Niedrigste Feinstaubbelastung seit Beginn der Messungen

Bereits zum 8. Mal in Folge hat die Stadt Wien 2019 die EU-Grenzwerte für Feinstaub unterschritten. Die Belastung liegt auch deutlich unter den noch strengeren Grenzwerten von Österreich. Auch die Höchstwerte für Feinstaub im Jahresmittel wurden seit 2003 halbiert.

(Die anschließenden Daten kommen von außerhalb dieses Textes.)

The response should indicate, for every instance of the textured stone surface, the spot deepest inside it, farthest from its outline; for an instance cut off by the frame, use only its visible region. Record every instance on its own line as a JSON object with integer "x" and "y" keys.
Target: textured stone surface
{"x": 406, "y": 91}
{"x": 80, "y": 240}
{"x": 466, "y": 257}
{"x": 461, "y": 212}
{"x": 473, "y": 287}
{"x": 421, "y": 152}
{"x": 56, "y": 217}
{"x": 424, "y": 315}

Umweltstadträtin Ulli Sima: "Wiens Anti-Feinstaubmaßnahmen wirken, wir haben heuer die niedrigste Feinstaubbelastung seit Beginn der Messungen. Unsere Bemühungen im Kampf gegen den hausgemachten Feinstaub haben sich gelohnt – die Wiener Luft war noch nie besser."

Maßnahmen gegen Feinstaub wirken

Wien setzt eine Reihe von Maßnahmen zur Verringerung der Luftschadstoffbelastung um. Dazu gehören der Ausbau des öffentlichen Verkehrs, die Parkraumbewirtschaftung sowie der Einsatz emissionsarmer Fahrzeuge und die Förderung der E-Mobilität. Auch die thermische Wohnhaussanierung, umweltfreundliche Baustellen, die Ausweitung der Fernwärmenutzung oder der effiziente Winterdienst sind ein aktiver Beitrag zur Luftgüte.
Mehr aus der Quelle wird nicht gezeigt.